A casino is a gambling establishment that houses various games of chance and where gambling is the primary activity. A typical modern casino features stage shows, restaurants and a full range of other entertainment, but the bulk of a casinos profits come from games like blackjack, poker, craps, roulette and baccarat.
In the United States, about 51 million people visited casinos in 2002 — the equivalent of about one quarter of all American adults over 21. That number does not include the millions more who gambled online. These visitors can be lured with the promise of big jackpots, but it is not unusual for them to lose more than they win. That’s why casinos spend a lot of time and money on security.

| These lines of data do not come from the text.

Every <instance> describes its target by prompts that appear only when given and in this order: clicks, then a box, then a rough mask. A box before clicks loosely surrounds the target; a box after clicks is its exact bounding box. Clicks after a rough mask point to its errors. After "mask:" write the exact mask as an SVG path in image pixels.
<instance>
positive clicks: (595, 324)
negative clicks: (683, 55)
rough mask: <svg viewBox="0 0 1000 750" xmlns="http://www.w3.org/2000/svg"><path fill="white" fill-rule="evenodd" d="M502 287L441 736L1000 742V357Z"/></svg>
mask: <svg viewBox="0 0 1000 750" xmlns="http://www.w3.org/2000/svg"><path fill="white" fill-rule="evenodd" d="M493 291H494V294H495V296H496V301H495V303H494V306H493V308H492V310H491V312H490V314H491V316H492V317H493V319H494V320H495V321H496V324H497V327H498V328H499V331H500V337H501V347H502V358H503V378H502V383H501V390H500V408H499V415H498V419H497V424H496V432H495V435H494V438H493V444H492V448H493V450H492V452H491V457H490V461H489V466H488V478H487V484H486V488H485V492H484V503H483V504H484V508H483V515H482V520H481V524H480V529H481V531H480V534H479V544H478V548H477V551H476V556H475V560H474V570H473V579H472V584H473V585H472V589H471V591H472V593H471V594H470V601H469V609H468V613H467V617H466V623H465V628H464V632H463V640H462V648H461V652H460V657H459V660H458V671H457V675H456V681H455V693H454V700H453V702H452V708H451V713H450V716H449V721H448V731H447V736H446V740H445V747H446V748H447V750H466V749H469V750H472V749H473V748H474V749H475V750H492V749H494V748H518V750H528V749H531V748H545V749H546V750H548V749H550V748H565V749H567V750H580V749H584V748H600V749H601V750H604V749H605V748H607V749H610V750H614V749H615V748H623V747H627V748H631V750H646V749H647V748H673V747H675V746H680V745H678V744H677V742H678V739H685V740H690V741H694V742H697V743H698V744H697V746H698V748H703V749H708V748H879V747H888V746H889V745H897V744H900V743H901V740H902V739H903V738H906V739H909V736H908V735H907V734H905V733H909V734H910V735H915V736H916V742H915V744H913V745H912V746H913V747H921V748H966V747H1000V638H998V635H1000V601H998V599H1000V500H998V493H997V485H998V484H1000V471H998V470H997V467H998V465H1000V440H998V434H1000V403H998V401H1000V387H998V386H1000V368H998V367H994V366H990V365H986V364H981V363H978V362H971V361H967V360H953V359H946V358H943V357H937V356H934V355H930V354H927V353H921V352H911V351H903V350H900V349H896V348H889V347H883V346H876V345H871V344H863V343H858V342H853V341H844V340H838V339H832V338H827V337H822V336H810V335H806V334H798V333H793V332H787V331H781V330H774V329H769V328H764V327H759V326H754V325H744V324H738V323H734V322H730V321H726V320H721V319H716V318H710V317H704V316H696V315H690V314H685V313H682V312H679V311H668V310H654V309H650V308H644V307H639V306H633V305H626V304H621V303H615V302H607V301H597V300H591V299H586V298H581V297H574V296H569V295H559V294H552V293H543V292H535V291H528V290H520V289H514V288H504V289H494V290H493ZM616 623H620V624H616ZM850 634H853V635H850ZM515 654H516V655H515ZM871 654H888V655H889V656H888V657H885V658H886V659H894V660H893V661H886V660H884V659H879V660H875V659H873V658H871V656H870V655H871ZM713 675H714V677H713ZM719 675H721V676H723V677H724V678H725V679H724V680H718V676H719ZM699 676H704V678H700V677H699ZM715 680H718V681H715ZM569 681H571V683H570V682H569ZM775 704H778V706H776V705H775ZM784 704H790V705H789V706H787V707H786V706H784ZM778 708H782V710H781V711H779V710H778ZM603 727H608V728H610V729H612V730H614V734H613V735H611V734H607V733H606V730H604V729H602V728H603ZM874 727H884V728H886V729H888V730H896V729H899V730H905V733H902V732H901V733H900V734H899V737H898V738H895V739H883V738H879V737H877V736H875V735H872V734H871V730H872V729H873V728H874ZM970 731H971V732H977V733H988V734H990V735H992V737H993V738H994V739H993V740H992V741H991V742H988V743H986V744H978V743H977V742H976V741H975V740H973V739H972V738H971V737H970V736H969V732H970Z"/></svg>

Gambling patrons are encouraged to shout out encouragement and the casino environment is designed around noise, light and excitement. Alcoholic beverages are readily available at the tables and at the slot machines, and nonalcoholic drinks and snacks can be found in bars and restaurants. Casinos employ a wide variety of security techniques, ranging from cameras and video monitors to sophisticated systems that track betting chips with microcircuitry or check a roulette wheel regularly to discover any statistical anomalies.
The world’s top casinos attract wealthy gamblers with luxury amenities that are hard to find in smaller, less lavish facilities. Some offer a private jet for big bettors, while others pamper visitors with gourmet dining and Hermes and Chanel boutiques. Most offer comp programs that reward loyal players with free or discounted meals, drinks and show tickets.